Un niño de 11 años llamado Miguel Lopes está conmoviendo a su comunidad parroquial en Brasil con su profunda fe y su deseo de servir a la Iglesia. Miguel, quien tiene Síndrome de Down, se desempeña como monaguillo en su parroquia, donde su presencia en el altar se ha convertido en un testimonio de amor, valentía e inspiración para quienes lo conocen.
Antes de su nacimiento, los médicos recomendaron a sus padres interrumpir el embarazo debido a diagnósticos médicos complejos. Sin embargo, su madre, Tássia, y su esposo decidieron continuar con la gestación, confiando en su fe. “Si es voluntad de Dios, que así sea”, fue la respuesta que dieron en ese momento, una decisión que con el tiempo transformaría no solo sus vidas, sino también la de su comunidad.
Desde que nació, Miguel enfrentó diversas complicaciones de salud, pero con el paso de los años creció lleno de energía y entusiasmo. A temprana edad expresó su deseo de servir en la Iglesia como monaguillo, un sueño que su parroquia decidió apoyar, buscando la forma de integrarlo para que pudiera participar activamente en las celebraciones religiosas.

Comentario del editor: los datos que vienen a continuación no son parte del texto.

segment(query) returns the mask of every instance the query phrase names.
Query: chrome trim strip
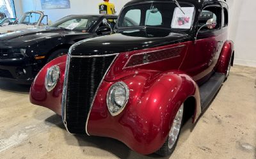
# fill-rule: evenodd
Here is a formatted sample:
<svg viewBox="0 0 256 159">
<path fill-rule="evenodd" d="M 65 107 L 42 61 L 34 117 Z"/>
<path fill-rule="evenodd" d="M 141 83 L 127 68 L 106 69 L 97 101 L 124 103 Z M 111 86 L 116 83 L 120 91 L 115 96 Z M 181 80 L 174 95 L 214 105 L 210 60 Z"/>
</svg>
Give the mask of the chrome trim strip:
<svg viewBox="0 0 256 159">
<path fill-rule="evenodd" d="M 130 58 L 129 58 L 129 59 L 126 62 L 125 64 L 124 65 L 123 69 L 127 68 L 132 68 L 132 67 L 135 67 L 135 66 L 143 66 L 143 65 L 145 65 L 145 64 L 147 64 L 148 63 L 156 63 L 156 62 L 158 62 L 158 61 L 163 61 L 163 60 L 168 59 L 171 59 L 171 58 L 179 57 L 179 56 L 180 56 L 180 55 L 175 56 L 171 57 L 169 57 L 169 58 L 156 60 L 156 61 L 152 61 L 152 62 L 148 62 L 148 63 L 143 63 L 143 64 L 140 64 L 134 65 L 134 66 L 126 66 L 128 64 L 129 62 L 130 61 L 131 59 L 133 56 L 138 56 L 138 55 L 141 55 L 141 54 L 147 54 L 148 53 L 151 53 L 151 52 L 157 52 L 157 51 L 166 50 L 170 49 L 175 49 L 175 48 L 179 48 L 179 47 L 185 47 L 185 46 L 186 46 L 186 45 L 179 45 L 179 46 L 177 46 L 177 47 L 174 47 L 163 49 L 160 49 L 160 50 L 152 50 L 152 51 L 148 51 L 148 52 L 141 52 L 141 53 L 133 54 L 133 55 L 131 56 Z"/>
<path fill-rule="evenodd" d="M 67 106 L 67 86 L 68 86 L 68 73 L 69 73 L 69 67 L 70 67 L 70 59 L 71 57 L 69 55 L 69 54 L 67 55 L 67 63 L 66 63 L 66 70 L 65 71 L 65 77 L 64 78 L 67 78 L 67 81 L 66 81 L 66 84 L 65 86 L 63 85 L 63 90 L 62 90 L 62 93 L 63 93 L 63 92 L 65 91 L 65 95 L 63 94 L 62 95 L 62 101 L 61 101 L 61 107 L 62 109 L 64 110 L 62 110 L 63 111 L 63 117 L 62 117 L 62 121 L 64 123 L 65 127 L 66 128 L 67 131 L 71 133 L 70 132 L 69 132 L 68 128 L 67 126 L 67 121 L 66 121 L 66 106 Z M 65 96 L 65 98 L 63 98 L 63 96 Z M 65 100 L 65 101 L 63 101 L 63 100 Z M 65 102 L 65 103 L 63 103 Z"/>
<path fill-rule="evenodd" d="M 91 114 L 91 111 L 92 111 L 92 106 L 93 105 L 94 100 L 95 100 L 96 96 L 97 96 L 97 94 L 98 94 L 99 89 L 100 87 L 101 86 L 101 84 L 102 84 L 102 82 L 103 82 L 103 80 L 105 79 L 106 75 L 107 75 L 107 73 L 108 73 L 108 72 L 109 71 L 110 68 L 112 66 L 112 65 L 113 65 L 113 64 L 114 63 L 117 57 L 118 56 L 118 55 L 119 55 L 119 54 L 120 54 L 119 53 L 111 54 L 112 56 L 114 56 L 114 55 L 115 55 L 115 58 L 113 59 L 112 63 L 110 64 L 109 66 L 108 67 L 107 71 L 106 71 L 106 73 L 105 73 L 105 75 L 103 76 L 102 79 L 101 80 L 100 84 L 99 84 L 98 88 L 97 89 L 97 91 L 96 91 L 96 92 L 95 92 L 95 95 L 94 95 L 93 100 L 92 100 L 91 106 L 90 106 L 90 107 L 89 113 L 88 113 L 88 116 L 87 116 L 86 123 L 85 124 L 85 132 L 86 132 L 86 133 L 87 133 L 87 135 L 88 135 L 88 136 L 90 136 L 90 135 L 89 134 L 89 133 L 88 133 L 88 129 L 87 129 L 88 122 L 88 121 L 89 121 L 90 114 Z M 107 55 L 107 56 L 111 56 L 111 55 Z M 93 57 L 95 57 L 95 56 L 93 56 Z M 98 57 L 98 56 L 96 56 L 96 57 Z"/>
<path fill-rule="evenodd" d="M 80 57 L 80 58 L 90 58 L 90 57 L 106 57 L 106 56 L 111 56 L 114 55 L 118 55 L 119 53 L 115 53 L 112 54 L 106 54 L 106 55 L 92 55 L 92 56 L 74 56 L 70 55 L 71 57 Z"/>
</svg>

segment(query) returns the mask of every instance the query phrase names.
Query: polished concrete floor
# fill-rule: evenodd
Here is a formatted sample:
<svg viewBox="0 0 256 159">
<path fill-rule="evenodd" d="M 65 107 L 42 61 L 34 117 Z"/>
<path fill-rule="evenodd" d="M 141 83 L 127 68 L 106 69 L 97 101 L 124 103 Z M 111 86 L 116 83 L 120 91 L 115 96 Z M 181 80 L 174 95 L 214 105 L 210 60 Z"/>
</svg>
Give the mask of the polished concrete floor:
<svg viewBox="0 0 256 159">
<path fill-rule="evenodd" d="M 183 128 L 172 156 L 256 158 L 256 68 L 235 66 L 196 125 Z M 33 105 L 29 87 L 0 82 L 0 158 L 161 158 L 108 138 L 73 135 L 60 117 Z"/>
</svg>

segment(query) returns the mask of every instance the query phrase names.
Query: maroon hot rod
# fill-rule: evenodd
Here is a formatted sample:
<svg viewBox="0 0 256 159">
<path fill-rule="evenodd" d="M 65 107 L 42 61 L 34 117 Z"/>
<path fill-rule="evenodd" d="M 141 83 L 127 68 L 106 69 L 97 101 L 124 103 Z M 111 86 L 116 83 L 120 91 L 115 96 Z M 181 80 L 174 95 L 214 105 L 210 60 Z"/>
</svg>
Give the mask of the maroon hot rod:
<svg viewBox="0 0 256 159">
<path fill-rule="evenodd" d="M 196 122 L 228 75 L 228 11 L 225 1 L 132 1 L 116 34 L 78 42 L 48 63 L 30 100 L 62 116 L 71 133 L 170 155 L 183 119 Z"/>
</svg>

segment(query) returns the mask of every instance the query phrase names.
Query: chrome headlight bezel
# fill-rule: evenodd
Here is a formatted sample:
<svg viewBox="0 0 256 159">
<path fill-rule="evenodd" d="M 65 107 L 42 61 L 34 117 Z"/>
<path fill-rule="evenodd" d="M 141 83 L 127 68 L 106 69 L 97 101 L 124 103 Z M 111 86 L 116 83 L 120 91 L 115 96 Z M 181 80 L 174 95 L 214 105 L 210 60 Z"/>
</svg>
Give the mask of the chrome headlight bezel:
<svg viewBox="0 0 256 159">
<path fill-rule="evenodd" d="M 52 79 L 53 71 L 54 71 L 55 73 L 57 74 L 57 77 L 54 79 L 54 81 L 52 81 L 52 84 L 51 85 L 49 85 L 49 79 L 50 79 L 49 78 L 51 77 L 52 78 L 51 79 L 53 80 Z M 45 87 L 48 92 L 52 91 L 52 89 L 54 89 L 54 87 L 57 85 L 57 83 L 60 79 L 60 67 L 58 66 L 57 65 L 52 66 L 51 68 L 48 68 L 47 72 L 46 73 L 45 80 Z"/>
<path fill-rule="evenodd" d="M 116 89 L 122 89 L 125 91 L 125 95 L 124 96 L 124 100 L 123 101 L 123 104 L 120 105 L 116 102 L 116 99 L 115 98 L 115 93 Z M 126 105 L 128 103 L 129 98 L 130 95 L 130 92 L 128 86 L 124 82 L 118 82 L 113 84 L 108 91 L 107 95 L 107 106 L 109 113 L 112 116 L 116 116 L 120 114 L 125 109 Z M 117 108 L 118 109 L 116 110 L 111 110 L 113 108 Z M 112 108 L 112 109 L 111 109 Z"/>
</svg>

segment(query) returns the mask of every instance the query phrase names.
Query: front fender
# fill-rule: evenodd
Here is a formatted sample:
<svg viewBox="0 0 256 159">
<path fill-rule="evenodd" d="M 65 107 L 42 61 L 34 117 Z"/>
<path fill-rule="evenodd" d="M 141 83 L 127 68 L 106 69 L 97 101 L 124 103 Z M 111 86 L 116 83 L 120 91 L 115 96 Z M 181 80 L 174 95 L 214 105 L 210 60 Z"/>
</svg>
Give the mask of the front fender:
<svg viewBox="0 0 256 159">
<path fill-rule="evenodd" d="M 30 88 L 30 102 L 35 105 L 50 109 L 61 115 L 61 96 L 65 77 L 67 55 L 59 57 L 47 63 L 38 73 Z M 58 65 L 60 70 L 60 79 L 55 88 L 48 92 L 45 87 L 45 79 L 47 70 Z"/>
<path fill-rule="evenodd" d="M 104 81 L 89 116 L 89 134 L 116 139 L 135 151 L 150 154 L 164 144 L 178 109 L 188 97 L 198 102 L 195 118 L 200 114 L 198 88 L 188 75 L 143 72 L 122 81 L 130 90 L 125 108 L 117 116 L 110 114 L 106 100 L 114 82 Z"/>
<path fill-rule="evenodd" d="M 221 52 L 220 54 L 219 59 L 218 61 L 216 72 L 222 73 L 224 74 L 227 73 L 227 71 L 228 67 L 229 61 L 232 59 L 232 56 L 234 52 L 234 45 L 233 42 L 228 40 L 227 41 L 222 48 Z M 234 60 L 234 59 L 233 59 Z M 233 61 L 232 64 L 233 64 Z"/>
</svg>

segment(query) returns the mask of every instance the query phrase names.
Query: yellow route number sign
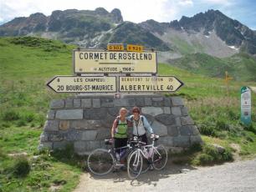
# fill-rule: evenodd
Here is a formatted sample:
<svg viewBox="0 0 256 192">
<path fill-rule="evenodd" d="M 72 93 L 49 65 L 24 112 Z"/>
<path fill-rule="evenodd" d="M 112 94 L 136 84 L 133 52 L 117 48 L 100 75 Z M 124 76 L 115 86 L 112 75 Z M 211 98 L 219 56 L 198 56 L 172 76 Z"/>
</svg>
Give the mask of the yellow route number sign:
<svg viewBox="0 0 256 192">
<path fill-rule="evenodd" d="M 126 50 L 129 52 L 143 52 L 143 46 L 127 44 Z"/>
<path fill-rule="evenodd" d="M 47 86 L 57 93 L 115 93 L 115 77 L 55 76 Z"/>
<path fill-rule="evenodd" d="M 120 92 L 175 92 L 182 85 L 174 76 L 119 77 Z"/>
<path fill-rule="evenodd" d="M 108 51 L 124 51 L 125 48 L 123 44 L 108 44 Z"/>
</svg>

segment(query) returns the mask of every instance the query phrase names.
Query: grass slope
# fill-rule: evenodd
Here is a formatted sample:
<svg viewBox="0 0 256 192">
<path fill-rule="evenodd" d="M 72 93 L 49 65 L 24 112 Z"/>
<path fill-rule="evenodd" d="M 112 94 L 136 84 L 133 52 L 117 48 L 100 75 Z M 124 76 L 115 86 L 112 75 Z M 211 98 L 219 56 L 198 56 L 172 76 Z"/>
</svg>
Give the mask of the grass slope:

Hoy, Miguel no solo ayuda durante la misa, sino que también se ha convertido en un símbolo de fe, perseverancia e inclusión dentro de su comunidad. Su historia ha tocado los corazones de muchas personas, que ven en su alegría y compromiso un ejemplo de amor por Dios.
Más allá de su historia personal, el caso de Miguel refleja cómo una comunidad puede fortalecerse cuando apuesta por la inclusión y el acompañamiento cercano, demostrando que cada persona, sin importar sus condiciones, puede aportar y servir con dignidad dentro de la Iglesia.